Population Health and Wellness Coordinator

3 weeks ago


Victoria, Canada Luther Court Community Health Centre Full time

**ORGANIZATION SUMMARY**:
Luther Court Society is a charitable, not-for-profit, community-based organization with a history of service excellence. With a collaborative interdisciplinary model, Luther Court provides and advocates for a wide range of care, housing, and programs to meet the wellbeing needs of the local community, including primary health care and wellness, long term care, assisted living, independent affordable housing, and home support. Luther Court continues to aspire to promote a sense of belonging and equity within a caring community where everyone has a place at the table.

**JOB SUMMARY**:
In accordance with the Vision, Mission, and Values, and strategic direction of Luther Court Society, client and staff safety are a priority and a responsibility shared by everyone; as such, the commitment to continuously improve quality and safety is inherent in all aspects of this position. (The term ‘client’ is used here to reflect resident/tenant/patient/client/family).

The Population Health and Wellness Coordinator (PHWC) works primarily in the community with specific client groups and targeted populations, in collaboration with the CHC team. The PHWC focuses on outreach to targeted populations; community planning and coordination; population health education; and health promotion, disease prevention, and community capacity building. The role emphasizes advocacy in maximizing the social determinants of health, reducing health inequities and working within a harm reduction framework, and is consistent with established organizational policies and principles within the interdisciplinary health care environment.

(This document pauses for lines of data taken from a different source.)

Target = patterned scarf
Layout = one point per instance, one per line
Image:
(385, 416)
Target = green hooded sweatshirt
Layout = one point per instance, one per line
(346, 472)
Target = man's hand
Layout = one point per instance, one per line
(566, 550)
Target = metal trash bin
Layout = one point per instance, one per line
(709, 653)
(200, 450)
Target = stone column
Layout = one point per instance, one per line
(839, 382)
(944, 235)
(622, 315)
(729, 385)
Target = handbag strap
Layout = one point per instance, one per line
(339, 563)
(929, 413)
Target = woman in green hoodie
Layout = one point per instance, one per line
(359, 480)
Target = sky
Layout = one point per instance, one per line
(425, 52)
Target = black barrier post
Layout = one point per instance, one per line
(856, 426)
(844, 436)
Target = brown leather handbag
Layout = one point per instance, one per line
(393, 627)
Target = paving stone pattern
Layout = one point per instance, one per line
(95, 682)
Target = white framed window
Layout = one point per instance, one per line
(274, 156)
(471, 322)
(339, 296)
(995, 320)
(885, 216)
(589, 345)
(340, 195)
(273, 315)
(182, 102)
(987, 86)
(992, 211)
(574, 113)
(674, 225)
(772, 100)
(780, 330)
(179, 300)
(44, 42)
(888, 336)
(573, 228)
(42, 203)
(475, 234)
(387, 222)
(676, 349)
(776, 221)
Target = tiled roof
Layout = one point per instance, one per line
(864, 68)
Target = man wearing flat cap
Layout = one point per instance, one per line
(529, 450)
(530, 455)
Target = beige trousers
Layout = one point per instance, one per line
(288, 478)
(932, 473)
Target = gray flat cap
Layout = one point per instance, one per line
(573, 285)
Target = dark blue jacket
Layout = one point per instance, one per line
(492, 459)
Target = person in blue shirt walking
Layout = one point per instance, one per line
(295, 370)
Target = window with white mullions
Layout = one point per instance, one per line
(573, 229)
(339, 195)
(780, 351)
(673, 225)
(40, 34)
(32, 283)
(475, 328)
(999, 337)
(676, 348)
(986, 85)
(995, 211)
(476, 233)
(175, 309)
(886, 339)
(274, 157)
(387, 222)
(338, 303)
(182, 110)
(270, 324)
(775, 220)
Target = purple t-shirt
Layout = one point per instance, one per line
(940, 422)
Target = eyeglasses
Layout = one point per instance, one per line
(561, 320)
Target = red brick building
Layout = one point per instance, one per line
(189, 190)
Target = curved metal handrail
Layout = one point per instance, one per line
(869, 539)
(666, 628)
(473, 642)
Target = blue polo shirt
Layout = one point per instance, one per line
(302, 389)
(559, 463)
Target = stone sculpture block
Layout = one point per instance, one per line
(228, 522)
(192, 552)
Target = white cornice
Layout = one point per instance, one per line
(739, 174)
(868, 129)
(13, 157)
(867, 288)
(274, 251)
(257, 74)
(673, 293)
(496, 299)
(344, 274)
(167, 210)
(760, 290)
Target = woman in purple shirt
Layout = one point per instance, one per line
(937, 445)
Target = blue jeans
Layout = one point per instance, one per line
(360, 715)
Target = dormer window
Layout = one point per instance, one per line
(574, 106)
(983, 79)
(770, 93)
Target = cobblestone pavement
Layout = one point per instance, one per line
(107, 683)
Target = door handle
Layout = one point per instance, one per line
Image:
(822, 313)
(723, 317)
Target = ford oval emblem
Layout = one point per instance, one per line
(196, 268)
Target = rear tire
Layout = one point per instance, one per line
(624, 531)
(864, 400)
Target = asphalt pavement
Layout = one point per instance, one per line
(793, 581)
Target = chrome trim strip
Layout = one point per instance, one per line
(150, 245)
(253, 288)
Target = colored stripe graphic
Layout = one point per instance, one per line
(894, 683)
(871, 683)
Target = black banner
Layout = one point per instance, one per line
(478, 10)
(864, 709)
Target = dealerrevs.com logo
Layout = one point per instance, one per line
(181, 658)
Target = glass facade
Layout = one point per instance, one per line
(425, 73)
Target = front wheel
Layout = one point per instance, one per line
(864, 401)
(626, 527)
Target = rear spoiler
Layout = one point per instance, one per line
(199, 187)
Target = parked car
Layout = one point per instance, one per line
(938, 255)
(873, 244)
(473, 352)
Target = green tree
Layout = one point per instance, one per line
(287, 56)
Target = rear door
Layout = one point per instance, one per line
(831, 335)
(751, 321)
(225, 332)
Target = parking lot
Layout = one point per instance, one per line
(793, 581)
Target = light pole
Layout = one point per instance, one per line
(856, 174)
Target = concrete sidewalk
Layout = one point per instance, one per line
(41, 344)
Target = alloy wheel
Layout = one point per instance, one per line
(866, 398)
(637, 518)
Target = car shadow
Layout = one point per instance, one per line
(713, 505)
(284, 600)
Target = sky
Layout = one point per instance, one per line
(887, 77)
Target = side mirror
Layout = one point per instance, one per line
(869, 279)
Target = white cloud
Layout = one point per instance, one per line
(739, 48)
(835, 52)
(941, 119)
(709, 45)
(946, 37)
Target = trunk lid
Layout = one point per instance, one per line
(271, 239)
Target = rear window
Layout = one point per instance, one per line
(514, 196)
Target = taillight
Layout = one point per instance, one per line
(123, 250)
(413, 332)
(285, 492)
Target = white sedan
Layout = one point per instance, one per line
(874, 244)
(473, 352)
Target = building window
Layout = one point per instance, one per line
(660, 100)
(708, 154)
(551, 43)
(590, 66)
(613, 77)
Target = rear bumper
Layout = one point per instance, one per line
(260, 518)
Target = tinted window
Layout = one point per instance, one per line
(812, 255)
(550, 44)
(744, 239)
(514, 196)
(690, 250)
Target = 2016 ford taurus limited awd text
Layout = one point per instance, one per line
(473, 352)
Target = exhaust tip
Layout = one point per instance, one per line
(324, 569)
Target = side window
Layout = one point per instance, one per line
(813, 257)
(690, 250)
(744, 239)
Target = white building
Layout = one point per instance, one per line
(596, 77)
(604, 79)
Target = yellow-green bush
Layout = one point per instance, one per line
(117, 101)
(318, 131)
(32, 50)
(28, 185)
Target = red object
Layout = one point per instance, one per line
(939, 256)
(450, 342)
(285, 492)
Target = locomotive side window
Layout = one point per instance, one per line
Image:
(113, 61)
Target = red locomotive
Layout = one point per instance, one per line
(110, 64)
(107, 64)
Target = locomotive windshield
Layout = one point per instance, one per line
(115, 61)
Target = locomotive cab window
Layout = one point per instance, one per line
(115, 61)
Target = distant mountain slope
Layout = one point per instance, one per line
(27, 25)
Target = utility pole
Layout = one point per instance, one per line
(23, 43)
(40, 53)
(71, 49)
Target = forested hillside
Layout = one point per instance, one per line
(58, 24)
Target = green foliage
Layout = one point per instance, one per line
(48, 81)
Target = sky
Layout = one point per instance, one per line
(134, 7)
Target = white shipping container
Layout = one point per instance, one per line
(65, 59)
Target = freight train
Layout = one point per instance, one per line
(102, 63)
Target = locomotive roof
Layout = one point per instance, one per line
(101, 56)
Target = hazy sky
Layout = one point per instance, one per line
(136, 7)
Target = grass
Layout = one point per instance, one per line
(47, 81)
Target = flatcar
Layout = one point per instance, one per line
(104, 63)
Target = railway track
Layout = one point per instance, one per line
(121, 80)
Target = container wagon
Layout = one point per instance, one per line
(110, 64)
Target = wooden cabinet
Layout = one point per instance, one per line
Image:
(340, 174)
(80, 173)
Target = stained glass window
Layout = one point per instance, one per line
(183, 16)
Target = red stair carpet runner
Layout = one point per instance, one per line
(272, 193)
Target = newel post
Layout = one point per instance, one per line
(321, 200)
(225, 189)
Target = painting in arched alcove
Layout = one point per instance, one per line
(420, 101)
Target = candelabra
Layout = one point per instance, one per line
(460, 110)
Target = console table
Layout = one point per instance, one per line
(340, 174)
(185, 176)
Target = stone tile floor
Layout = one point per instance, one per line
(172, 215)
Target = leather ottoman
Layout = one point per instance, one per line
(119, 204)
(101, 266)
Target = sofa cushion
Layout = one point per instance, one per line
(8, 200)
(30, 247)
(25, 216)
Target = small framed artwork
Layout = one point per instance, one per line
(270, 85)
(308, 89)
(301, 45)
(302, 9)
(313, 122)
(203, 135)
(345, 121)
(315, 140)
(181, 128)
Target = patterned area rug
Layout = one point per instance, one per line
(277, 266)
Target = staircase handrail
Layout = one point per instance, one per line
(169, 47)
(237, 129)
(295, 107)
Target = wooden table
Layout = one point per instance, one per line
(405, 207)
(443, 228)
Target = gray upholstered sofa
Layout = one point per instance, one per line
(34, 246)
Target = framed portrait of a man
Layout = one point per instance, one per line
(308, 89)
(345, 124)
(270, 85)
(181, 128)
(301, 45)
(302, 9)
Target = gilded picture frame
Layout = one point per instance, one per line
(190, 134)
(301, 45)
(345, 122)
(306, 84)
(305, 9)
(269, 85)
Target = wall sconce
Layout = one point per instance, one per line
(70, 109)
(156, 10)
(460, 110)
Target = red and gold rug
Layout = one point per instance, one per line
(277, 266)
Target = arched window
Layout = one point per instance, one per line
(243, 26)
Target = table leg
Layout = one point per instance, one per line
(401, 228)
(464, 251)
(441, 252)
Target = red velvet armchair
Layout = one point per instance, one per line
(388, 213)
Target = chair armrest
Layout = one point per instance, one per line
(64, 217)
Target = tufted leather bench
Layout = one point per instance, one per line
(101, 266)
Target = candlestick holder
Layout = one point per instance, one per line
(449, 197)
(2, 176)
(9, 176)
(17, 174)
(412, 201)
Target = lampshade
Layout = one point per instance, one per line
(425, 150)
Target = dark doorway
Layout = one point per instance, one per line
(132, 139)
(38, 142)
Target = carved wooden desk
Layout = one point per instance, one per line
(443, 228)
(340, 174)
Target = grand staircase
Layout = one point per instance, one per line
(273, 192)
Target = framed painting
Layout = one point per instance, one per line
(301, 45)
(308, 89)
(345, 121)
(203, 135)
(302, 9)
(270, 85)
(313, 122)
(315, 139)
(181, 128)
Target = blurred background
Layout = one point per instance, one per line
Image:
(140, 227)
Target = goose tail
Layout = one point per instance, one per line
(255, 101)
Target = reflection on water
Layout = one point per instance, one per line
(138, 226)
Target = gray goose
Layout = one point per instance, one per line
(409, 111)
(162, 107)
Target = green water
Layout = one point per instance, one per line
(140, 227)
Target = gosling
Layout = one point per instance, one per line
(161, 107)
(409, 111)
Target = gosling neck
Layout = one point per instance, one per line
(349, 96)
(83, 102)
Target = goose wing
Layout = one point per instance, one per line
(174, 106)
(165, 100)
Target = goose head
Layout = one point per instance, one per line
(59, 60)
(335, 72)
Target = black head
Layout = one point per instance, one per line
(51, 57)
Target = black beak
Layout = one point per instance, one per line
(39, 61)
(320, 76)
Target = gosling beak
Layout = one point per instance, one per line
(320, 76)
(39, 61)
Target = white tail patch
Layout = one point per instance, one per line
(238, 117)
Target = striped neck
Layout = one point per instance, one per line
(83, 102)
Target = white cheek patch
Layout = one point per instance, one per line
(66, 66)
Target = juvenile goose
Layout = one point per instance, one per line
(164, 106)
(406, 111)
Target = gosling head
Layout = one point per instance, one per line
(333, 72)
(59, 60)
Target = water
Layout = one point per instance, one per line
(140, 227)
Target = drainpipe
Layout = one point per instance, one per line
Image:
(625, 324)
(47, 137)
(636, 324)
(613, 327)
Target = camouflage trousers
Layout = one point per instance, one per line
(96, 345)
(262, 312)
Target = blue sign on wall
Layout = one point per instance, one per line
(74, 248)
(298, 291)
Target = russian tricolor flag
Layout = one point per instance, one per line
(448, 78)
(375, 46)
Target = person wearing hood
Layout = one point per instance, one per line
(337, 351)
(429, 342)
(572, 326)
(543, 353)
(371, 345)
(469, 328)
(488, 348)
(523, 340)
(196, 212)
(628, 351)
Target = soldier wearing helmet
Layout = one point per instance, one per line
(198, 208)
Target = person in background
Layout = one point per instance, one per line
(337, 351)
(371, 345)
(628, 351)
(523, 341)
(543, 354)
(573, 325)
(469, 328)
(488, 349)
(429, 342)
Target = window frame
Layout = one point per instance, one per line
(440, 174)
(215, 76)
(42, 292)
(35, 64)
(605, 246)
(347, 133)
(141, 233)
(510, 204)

**KEY DUTIES AND RESPONSIBILITIES**

**A. Outreach to Vulnerable Clients and Targeted Populations**
- Participates in client case conferences and service coordination, by helping to access relevant health, social, and community services, and bridge cultural, ethnicity, and socioeconomic challenges.
- Provides support and advocacy for community assessment, and setting team related goals; and for identifying marginalized populations and overcoming barriers to service access.
- Works in collaboration with the Luther Court teams to identify and coordinate population health programs that address specific and/or targeted groups, such as mental health, chronic conditions, etc.
- Supports development of wellness related programs and projects, including facilitating workshops and meetings, conducting presentations, and coordinating special events.
- **B. **_**Community Planning and Coordination**
- Engages with community members, attends meetings, and facilities communication to identify community issues, and develop, implement, monitor, and evaluate strategies and programs to meet community health needs.
- Develops and maintains informal and formal community networks, expands knowledge and understanding of community resources, and participates or leads in program planning/coordination, within budget allocation.
- Fosters volunteer involvement and community participation, and partners with other resources and organizations to create programs that build community capacity.
- Provides orientation, support, coaching, and monitoring, and ongoing communication to volunteers, students, and visitors for successful participation in the Luther Court CHC.

**C. Population Health Education**
- Assesses population health education needs and readiness, provides health education outreach, and responds to literacy levels, learning preferences and social supports needed.
- Supports the clinical education of client and population groups related to healthy living, prevention of injury, illness and communicable diseases, care and treatment, individual and family adjustments, and relevant services.
- Acquires, develops, and evaluates teaching materials, tools, and approaches, with consideration for cultural, language, physical, intellectual, and motivational factors.

**D. Health Promotion and Prevention of Illness, Injury, and Complications**
- Supports screening, monitoring, and risk assessment (e.g., diabetes, hypertension, medication use, falls); collects and reports on community data and relevant information.
- In collaboration with other health providers, assesses the community for strengths and opportunities to enhance health and monitors trends; and implements strategies to address inequities.
- Works from a Social Determinants of Health perspective to improve individual and community health outcomes, and to reduce health inequities.

**E. Professional Role and Responsibility**
- Recognizes personal attitudes, beliefs, feelings, and values in health interactions with clients and families; fosters team collaborative practice; has effective professional relationships and organization partnerships.
- Applies evidence-based knowledge; seeks professional development consistent with current best practice; and participates in conference presentations, and research initiatives.